Em termos gerais, desde 2012, a fome aumentou em 10 países que apresentavam níveis moderados, graves ou alarmantes de fome, em alguns casos refletindo uma estagnação do progresso e noutros o agravamento de uma situação já complicada. Numa nota mais positiva, o relatório também destaca as melhorias significativas na luta contra a fome registadas em 14 países, num período entre 2012 e 2021.
Trabalho das ONG é peça central no combate à fome
Embora os números da fome no mundo não sejam animadores, o relatório faz questão de ressalvar os esforços de governos, organismos internacionais e ONG para os tentar contrariar. As intervenções, mesmo as de menor escala, que têm sido realizadas por organizações humanitárias e de desenvolvimento, como a Ajuda em Ação, responsável pela organização e distribuição deste relatório em Portugal e que há 40 anos que luta contra a fome nos territórios onde está inserida, têm sido cruciais para dar resposta a estes desafios e apoiar milhões de pessoas em todo o mundo.

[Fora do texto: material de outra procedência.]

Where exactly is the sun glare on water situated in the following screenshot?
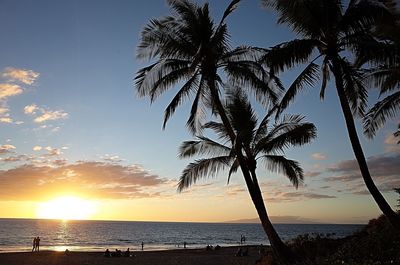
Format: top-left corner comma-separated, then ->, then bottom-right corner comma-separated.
36,196 -> 96,220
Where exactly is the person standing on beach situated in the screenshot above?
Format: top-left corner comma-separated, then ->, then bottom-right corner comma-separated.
32,237 -> 36,252
36,237 -> 40,252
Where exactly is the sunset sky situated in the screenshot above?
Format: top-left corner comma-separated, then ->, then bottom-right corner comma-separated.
0,0 -> 400,223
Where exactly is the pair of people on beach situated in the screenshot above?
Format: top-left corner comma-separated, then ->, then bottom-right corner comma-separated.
32,237 -> 40,252
104,248 -> 132,258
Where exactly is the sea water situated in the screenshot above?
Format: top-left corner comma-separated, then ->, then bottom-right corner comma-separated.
0,219 -> 363,252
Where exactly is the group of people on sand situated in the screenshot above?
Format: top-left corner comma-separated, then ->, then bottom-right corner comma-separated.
32,237 -> 40,252
104,248 -> 133,258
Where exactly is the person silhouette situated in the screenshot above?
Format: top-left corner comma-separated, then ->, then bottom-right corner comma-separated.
32,237 -> 36,252
36,237 -> 40,252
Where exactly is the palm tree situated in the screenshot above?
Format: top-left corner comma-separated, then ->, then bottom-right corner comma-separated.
357,6 -> 400,138
262,0 -> 400,228
135,0 -> 293,258
178,90 -> 316,262
135,0 -> 276,135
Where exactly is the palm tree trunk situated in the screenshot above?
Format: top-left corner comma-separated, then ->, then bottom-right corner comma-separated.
332,56 -> 400,229
246,169 -> 300,264
208,80 -> 298,264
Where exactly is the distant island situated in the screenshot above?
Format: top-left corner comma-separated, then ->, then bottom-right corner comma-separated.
225,216 -> 324,224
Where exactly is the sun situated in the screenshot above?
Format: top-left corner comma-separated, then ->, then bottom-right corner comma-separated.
36,196 -> 96,220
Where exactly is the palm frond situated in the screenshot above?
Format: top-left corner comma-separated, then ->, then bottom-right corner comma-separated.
363,91 -> 400,138
226,159 -> 239,185
319,57 -> 330,100
254,119 -> 317,154
262,0 -> 341,36
338,0 -> 392,33
340,58 -> 368,117
261,155 -> 304,189
179,136 -> 231,158
225,89 -> 257,145
177,156 -> 232,192
261,39 -> 319,73
135,59 -> 193,102
186,80 -> 205,135
203,121 -> 230,141
276,63 -> 319,117
163,70 -> 199,129
225,61 -> 282,105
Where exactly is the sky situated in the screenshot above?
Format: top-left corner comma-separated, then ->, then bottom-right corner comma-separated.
0,0 -> 400,223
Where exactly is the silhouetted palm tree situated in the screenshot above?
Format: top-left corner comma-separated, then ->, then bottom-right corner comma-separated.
262,0 -> 400,228
135,0 -> 280,136
357,5 -> 400,138
178,90 -> 316,262
135,0 -> 294,256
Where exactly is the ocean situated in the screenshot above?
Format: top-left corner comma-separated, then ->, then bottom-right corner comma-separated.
0,219 -> 363,252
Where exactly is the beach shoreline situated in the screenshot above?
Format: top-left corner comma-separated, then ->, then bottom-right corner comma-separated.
0,246 -> 270,265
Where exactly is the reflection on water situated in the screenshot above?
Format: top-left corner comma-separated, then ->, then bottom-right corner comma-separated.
0,219 -> 362,252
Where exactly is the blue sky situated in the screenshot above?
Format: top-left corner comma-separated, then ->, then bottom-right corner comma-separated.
0,0 -> 399,222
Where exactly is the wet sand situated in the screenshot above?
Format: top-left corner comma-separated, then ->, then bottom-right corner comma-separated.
0,246 -> 268,265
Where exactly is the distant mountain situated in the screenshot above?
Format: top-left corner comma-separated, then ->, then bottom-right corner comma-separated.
225,216 -> 322,224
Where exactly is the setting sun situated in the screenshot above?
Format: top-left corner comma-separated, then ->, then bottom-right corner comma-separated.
36,196 -> 96,220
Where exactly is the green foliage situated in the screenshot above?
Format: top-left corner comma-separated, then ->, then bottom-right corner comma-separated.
282,214 -> 400,265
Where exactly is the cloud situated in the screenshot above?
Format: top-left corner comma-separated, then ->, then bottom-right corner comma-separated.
0,83 -> 24,100
226,185 -> 247,196
1,67 -> 40,85
32,145 -> 42,151
0,161 -> 168,200
265,191 -> 336,202
33,110 -> 68,123
304,171 -> 322,178
0,67 -> 39,125
102,154 -> 123,163
0,144 -> 15,155
311,153 -> 327,160
384,133 -> 400,153
24,104 -> 38,114
325,153 -> 400,194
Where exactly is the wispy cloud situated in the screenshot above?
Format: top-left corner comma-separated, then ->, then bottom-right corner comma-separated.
34,110 -> 68,123
0,161 -> 168,200
265,191 -> 336,203
0,67 -> 39,122
0,83 -> 24,100
311,153 -> 328,160
304,171 -> 322,178
32,145 -> 42,151
384,133 -> 400,153
24,104 -> 68,123
1,67 -> 40,85
0,144 -> 15,155
24,104 -> 38,114
325,153 -> 400,194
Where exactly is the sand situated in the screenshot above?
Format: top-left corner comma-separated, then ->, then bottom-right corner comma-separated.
0,246 -> 268,265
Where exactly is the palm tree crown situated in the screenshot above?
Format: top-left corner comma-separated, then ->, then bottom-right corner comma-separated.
357,8 -> 400,138
178,90 -> 316,191
262,0 -> 389,117
135,0 -> 280,133
262,0 -> 400,229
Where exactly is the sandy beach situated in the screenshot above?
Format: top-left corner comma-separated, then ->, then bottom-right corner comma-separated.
0,247 -> 266,265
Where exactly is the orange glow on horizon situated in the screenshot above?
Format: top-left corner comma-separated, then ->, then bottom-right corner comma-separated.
36,196 -> 96,220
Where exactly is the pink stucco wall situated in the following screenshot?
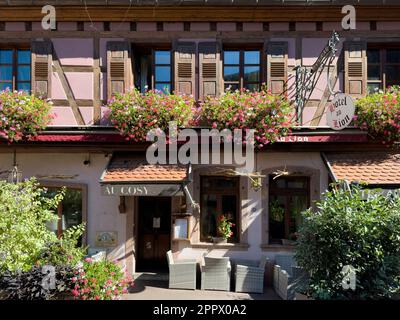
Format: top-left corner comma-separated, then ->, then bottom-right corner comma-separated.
52,38 -> 93,66
79,107 -> 93,125
100,72 -> 107,100
243,22 -> 263,32
217,22 -> 236,31
322,21 -> 342,31
376,21 -> 400,31
83,22 -> 103,31
110,22 -> 131,31
51,72 -> 67,100
57,22 -> 78,31
296,22 -> 316,31
302,38 -> 328,66
100,107 -> 111,125
100,38 -> 124,66
164,22 -> 183,31
65,72 -> 93,99
269,22 -> 289,31
136,22 -> 157,31
32,22 -> 44,31
6,22 -> 25,31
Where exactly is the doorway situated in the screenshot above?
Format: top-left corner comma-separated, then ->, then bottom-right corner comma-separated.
137,197 -> 171,272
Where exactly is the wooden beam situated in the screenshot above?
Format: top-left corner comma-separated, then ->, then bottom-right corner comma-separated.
93,37 -> 101,124
310,53 -> 344,126
51,99 -> 94,107
0,5 -> 400,22
53,43 -> 85,125
53,65 -> 94,72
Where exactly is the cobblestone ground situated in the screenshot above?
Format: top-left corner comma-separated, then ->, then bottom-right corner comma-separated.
123,280 -> 280,300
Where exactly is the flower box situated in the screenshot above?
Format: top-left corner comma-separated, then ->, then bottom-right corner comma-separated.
213,237 -> 228,244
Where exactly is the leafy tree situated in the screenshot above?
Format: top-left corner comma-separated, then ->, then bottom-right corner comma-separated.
0,178 -> 63,272
296,186 -> 400,299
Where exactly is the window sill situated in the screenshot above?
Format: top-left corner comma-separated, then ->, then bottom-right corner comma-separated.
190,242 -> 250,250
261,243 -> 295,251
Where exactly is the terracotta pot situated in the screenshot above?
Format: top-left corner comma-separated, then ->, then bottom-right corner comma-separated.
213,237 -> 228,243
294,292 -> 314,300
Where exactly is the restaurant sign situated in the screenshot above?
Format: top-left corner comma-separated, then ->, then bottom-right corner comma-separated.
326,93 -> 355,130
101,183 -> 182,197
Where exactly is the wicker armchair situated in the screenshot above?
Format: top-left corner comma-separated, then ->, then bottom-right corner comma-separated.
167,250 -> 197,290
235,257 -> 268,293
200,257 -> 231,291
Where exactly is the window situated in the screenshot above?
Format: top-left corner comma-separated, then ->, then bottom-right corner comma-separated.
200,176 -> 239,242
133,46 -> 172,92
46,187 -> 85,245
224,50 -> 261,91
0,48 -> 31,91
269,176 -> 309,244
367,47 -> 400,92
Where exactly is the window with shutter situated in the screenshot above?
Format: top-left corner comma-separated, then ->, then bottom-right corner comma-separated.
107,41 -> 133,99
174,41 -> 196,95
367,44 -> 400,93
266,42 -> 288,94
30,41 -> 53,98
199,42 -> 221,100
133,43 -> 172,93
223,49 -> 261,91
344,42 -> 367,98
0,46 -> 31,91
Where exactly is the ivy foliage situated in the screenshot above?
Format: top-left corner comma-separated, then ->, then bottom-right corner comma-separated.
296,185 -> 400,299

Durante o último ano, a ONG Ajuda em Ação levou a cabo uma resposta alimentar de emergência em Portugal, Espanha e vários países da América Latina, como México, Colômbia, Peru ou Guatemala. Com a COVID-19 a pôr em causa a segurança alimentar de milhões de pessoas nestas regiões do globo, foi necessário apoiar estas comunidades mais vulneráveis com kits e cartões de apoio alimentar que garantiram a alimentação diária de 123 famílias inteiras, entre as quais 249 crianças, que devido aos diferentes confinamentos impostos se viram impedidas de sair para ir trabalhar e obter o seu sustento.
Também em Moçambique, a ONG pôs em marcha uma resposta de ajuda humanitária para apoiar os milhares de deslocados que fogem dos conflitos armados em Cabo Delgado, garantindo-lhes abrigo e todas as condições necessárias à sua sobrevivência e impedindo que caiam numa situação grave de insegurança alimentar. É de referir que, já antes do conflito em Cabo Delgado, a Ajuda em Ação estava presente neste país com projetos que visam a capacitação para a mitigação e adaptação às alterações climáticas, outro dos fenómenos com mais impacto neste agravamento da fome no mundo.